Arguably, the most contention thing that Foucault argues about the Panopticon is that it is not just a pile of bricks and mortar. It is a "generalizable model of functioning; a way of defining power relations in terms of the everyday life of men" ( Foucault 1977:205). As I understand this, it means that we are all disciplined through the metaphorical equivalents of the panopticon. Basically, we are self-normalizing and conform to ill-perceived social norms because of an internalized sense of being constantly watched by others.

I think this argument is important for any work of art that makes use of detection or surveillance technology because there is a need to acknowledge that the sense of being under surveillance does not end with the direct observations being undertaken through the apparatus of the work. These effects carry on outside of the work in the internalized prohibitions of society. It raises ethical issues about constructing panoptic spaces that observe the actions of the participants engaging with the work.
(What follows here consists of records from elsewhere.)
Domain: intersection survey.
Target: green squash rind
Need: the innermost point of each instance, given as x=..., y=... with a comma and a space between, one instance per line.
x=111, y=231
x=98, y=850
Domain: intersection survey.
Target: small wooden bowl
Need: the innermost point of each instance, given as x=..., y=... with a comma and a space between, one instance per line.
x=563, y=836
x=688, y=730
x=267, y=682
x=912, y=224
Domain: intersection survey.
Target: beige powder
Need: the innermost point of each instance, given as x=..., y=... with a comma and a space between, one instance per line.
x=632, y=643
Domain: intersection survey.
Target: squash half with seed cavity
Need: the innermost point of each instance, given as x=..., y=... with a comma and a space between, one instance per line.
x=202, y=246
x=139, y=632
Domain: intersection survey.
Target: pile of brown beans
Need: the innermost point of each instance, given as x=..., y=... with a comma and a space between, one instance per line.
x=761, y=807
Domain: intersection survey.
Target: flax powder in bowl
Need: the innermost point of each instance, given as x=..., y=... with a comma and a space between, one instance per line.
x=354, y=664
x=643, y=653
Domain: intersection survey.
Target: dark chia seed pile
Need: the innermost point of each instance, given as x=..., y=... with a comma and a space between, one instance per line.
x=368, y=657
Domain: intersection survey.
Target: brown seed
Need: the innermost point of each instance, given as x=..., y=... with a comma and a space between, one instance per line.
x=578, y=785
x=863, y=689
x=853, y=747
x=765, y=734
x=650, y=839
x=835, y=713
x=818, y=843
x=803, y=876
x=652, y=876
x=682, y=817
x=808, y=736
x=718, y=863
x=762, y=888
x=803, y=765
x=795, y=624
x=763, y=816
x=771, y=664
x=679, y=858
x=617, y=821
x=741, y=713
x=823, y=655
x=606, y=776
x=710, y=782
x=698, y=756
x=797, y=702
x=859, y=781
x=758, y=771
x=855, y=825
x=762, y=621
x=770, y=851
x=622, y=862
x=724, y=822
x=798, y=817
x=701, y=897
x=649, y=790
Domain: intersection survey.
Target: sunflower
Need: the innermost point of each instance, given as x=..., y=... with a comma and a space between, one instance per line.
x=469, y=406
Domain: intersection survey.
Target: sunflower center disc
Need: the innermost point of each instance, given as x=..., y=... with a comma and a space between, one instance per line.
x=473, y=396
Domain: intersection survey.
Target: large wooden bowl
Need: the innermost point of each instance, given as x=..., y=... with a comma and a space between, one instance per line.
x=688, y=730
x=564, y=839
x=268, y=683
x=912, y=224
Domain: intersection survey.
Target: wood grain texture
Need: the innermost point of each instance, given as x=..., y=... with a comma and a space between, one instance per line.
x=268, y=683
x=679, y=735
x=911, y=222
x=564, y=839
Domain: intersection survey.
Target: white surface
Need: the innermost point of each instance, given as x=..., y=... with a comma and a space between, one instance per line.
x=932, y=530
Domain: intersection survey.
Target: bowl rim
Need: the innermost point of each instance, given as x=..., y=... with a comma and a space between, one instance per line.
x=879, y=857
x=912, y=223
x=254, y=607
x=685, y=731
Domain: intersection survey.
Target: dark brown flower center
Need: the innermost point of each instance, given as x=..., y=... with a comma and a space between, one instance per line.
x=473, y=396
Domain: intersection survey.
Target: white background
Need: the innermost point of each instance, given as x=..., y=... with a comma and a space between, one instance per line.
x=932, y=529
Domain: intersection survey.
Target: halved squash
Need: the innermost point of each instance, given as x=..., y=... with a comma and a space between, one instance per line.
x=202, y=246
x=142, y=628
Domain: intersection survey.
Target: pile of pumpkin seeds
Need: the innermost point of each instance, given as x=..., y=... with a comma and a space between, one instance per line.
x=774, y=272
These issues, in turn, raise issues for this research project. Primarily, what is the role of this work? What is it intending to do (if indeed I can talk about intention in this convoluted context) with this technology?

I guess I am saying that I am keen to move away from merely deploying the technology as a novelty or curiosity. I am beginning to ask myself - How does the work relate to the technology it deploys? Does it serve as warning about effects of the particular technology. A Cassandra wailing about doom in the face of a world that is not listening? Or is it more like an engagement with the pre-existing issue of the role played by surveillance in ordering and disciplining our societies.

I came to these technologies from my work with Mikhail Bakhtin. I had argued in that work that the addressivity of certain examples of computer-mediated textual art help foster a valuable self-consciousness about participating in the act of meaning-making. I had a rather agnostic view of technology in that work. I did not make a techno-utopian argument but I tended to sound a cautious but optimistic note about these works of art. I am now feeling less optimistic and less confident about deploying these technologies. I am keen not to turn into a luddite but instead to come up with a more nuanced response to encountering surveillance technologies.

I find myself encountering fundamental questions in response to this pessimistic view of observation and control which I need to explore further. One task that I have set myself is to try and photograph all the apparatus of surveillance on my route into my office. I am thinking about traffic cameras, CCTV cameras, automatic door sensors, computer log-ins, passwords for the hole in the wall. I think this might help to context my unease and to demonstrate to myself just how deep the culture of observation has gone. But what about the low-earth orbit satellites, the unobserved observers. What about my sense of needing permission to photgraph these kinds of street furniture? What about my lurking sense of fear that I am doing something wrong? How to explore these ill-perceived sense of consciousness?